Sat, Dec 18, 2010 - Page 9 News List

Putting an end to institutionalized childhood

A new WHO declaration, signed or ratified by 48 states in Europe, could signal the end of a harmful healthcare policy

By Oliver Lewis

ILLUSTRATION: CONSTANCE CHOU

The Bulgarian prosecutor launched a homicide investigation in September into the deaths of 238 children with disabilities who had been living in state institutions in Bulgaria. The children died over the past decade from malnutrition and starvation, treatable infections, pneumonia, “accidents” and neglect. Of the 238 cases, 149 children died in the institutions where they lived rather than in a hospital, raising alarm about why, on the brink of death, a child was not transferred immediately to a hospital intensive care unit.

Abuse and neglect are not unique to Bulgaria. Successive governments across central and eastern Europe are responsible for a systemic failure to provide adequate support to families with disabled children, often resulting in abandonment and institutionalization. Without a stimulating family or family-like setting, such children cannot develop to their full potential. Institutions cause deterioration in a child, even where neglect and abuse are absent.

The rate of institutionalizing of children with disabilities has remained stable, but is set to be reversed. Last month, representatives from the WHO’s Europe members met in Bucharest, where they signed the “European Declaration on the Health of Children and Young People with Intellectual Disabilities and their Families.” The declaration commits governments to improving the healthcare of children with intellectual disabilities to enhance lifelong development, as well as inclusion and full participation in society, and sets out 10 priorities for action, which include empowering children, protecting them against harm and abuse and transferring care from institutions to the community.

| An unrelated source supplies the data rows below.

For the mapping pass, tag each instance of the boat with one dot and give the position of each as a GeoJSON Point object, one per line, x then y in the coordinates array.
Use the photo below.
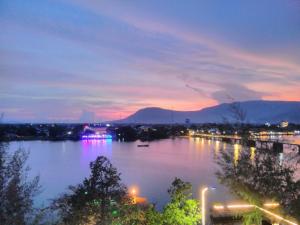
{"type": "Point", "coordinates": [143, 145]}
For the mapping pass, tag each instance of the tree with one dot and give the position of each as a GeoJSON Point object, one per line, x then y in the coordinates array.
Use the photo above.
{"type": "Point", "coordinates": [182, 210]}
{"type": "Point", "coordinates": [260, 178]}
{"type": "Point", "coordinates": [97, 200]}
{"type": "Point", "coordinates": [16, 190]}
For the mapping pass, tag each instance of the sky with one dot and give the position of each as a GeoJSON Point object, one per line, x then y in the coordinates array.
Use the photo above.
{"type": "Point", "coordinates": [75, 60]}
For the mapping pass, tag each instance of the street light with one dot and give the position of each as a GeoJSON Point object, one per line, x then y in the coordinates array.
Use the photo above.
{"type": "Point", "coordinates": [204, 190]}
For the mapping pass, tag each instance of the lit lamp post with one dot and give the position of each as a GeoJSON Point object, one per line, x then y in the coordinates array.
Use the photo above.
{"type": "Point", "coordinates": [133, 193]}
{"type": "Point", "coordinates": [203, 191]}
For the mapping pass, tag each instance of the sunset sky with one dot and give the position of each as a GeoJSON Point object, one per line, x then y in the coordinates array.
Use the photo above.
{"type": "Point", "coordinates": [62, 60]}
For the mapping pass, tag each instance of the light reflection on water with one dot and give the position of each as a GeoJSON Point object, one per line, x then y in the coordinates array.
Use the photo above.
{"type": "Point", "coordinates": [152, 169]}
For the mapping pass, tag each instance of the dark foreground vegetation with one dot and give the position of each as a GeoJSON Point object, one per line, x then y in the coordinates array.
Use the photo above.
{"type": "Point", "coordinates": [260, 176]}
{"type": "Point", "coordinates": [100, 199]}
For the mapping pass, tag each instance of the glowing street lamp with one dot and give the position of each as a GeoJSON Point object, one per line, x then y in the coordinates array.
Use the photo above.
{"type": "Point", "coordinates": [203, 191]}
{"type": "Point", "coordinates": [133, 192]}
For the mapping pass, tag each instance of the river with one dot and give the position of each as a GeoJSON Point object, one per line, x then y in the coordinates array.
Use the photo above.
{"type": "Point", "coordinates": [150, 169]}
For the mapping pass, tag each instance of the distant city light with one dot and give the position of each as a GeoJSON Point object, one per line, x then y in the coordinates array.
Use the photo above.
{"type": "Point", "coordinates": [96, 136]}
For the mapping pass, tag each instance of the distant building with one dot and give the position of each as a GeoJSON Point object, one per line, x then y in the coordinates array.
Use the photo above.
{"type": "Point", "coordinates": [284, 124]}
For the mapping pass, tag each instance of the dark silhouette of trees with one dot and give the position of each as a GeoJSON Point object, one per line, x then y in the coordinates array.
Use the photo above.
{"type": "Point", "coordinates": [182, 209]}
{"type": "Point", "coordinates": [97, 200]}
{"type": "Point", "coordinates": [261, 177]}
{"type": "Point", "coordinates": [16, 190]}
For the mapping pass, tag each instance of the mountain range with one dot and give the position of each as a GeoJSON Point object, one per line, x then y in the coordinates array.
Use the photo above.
{"type": "Point", "coordinates": [259, 111]}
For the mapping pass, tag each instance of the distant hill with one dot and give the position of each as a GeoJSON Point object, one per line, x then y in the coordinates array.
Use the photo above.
{"type": "Point", "coordinates": [257, 112]}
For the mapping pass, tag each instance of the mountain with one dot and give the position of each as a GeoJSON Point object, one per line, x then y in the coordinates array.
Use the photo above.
{"type": "Point", "coordinates": [259, 111]}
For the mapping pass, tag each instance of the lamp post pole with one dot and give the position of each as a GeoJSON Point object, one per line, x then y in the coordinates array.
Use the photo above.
{"type": "Point", "coordinates": [204, 190]}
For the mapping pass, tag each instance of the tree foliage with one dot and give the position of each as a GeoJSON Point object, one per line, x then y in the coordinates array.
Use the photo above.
{"type": "Point", "coordinates": [182, 209]}
{"type": "Point", "coordinates": [260, 178]}
{"type": "Point", "coordinates": [95, 201]}
{"type": "Point", "coordinates": [16, 190]}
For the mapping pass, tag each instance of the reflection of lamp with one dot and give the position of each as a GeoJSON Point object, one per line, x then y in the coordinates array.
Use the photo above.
{"type": "Point", "coordinates": [204, 190]}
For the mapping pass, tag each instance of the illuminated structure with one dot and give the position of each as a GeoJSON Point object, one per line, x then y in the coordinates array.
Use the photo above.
{"type": "Point", "coordinates": [284, 124]}
{"type": "Point", "coordinates": [95, 133]}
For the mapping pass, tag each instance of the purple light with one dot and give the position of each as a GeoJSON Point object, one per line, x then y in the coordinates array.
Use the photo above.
{"type": "Point", "coordinates": [96, 136]}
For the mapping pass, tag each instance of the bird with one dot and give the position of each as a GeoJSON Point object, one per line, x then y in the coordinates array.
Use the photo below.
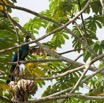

This is the first intergovernmental agreement to incorporate the 2006 UN Convention on the Rights of Persons with Disabilities (CRPD), a legally binding human rights treaty. The declaration applies the CRPD in a specific geographic region (Europe), for a specific target group (children with intellectual disabilities) and for a cluster of specific rights (the rights to health and to live in the community with appropriate support). There are 53 states in the WHO-Europe region, which stretches from Iceland to Uzbekistan, and 48 have signed or ratified the CRPD.

Children with intellectual -disabilities often experience syndrome--specific risks, sensory or physical impairments and other health issues, including epilepsy, heart disease and respiratory disease. Frequently, these conditions are not diagnosed, or are diagnosed late as a result of healthcare professionals’ ignorance of what to look for, or their inability to communicate with non-verbal people.

Head banging or screaming can, for example, be misinterpreted as being part of the intellectual disability rather than an expression of discomfort or depression — a phenomenon known as “diagnostic overshadowing.” Unfortunately, annual health checks that screen for physical and mental-health changes and epilepsy are not routine in many countries.

There is no effective training for healthcare and social welfare professionals that covers the special health needs of people with intellectual disabilities and no monitoring of health systems. People with intellectual disabilities are under-researched, their physical and mental health problems unarticulated and unidentified — and thus their special needs left unaddressed.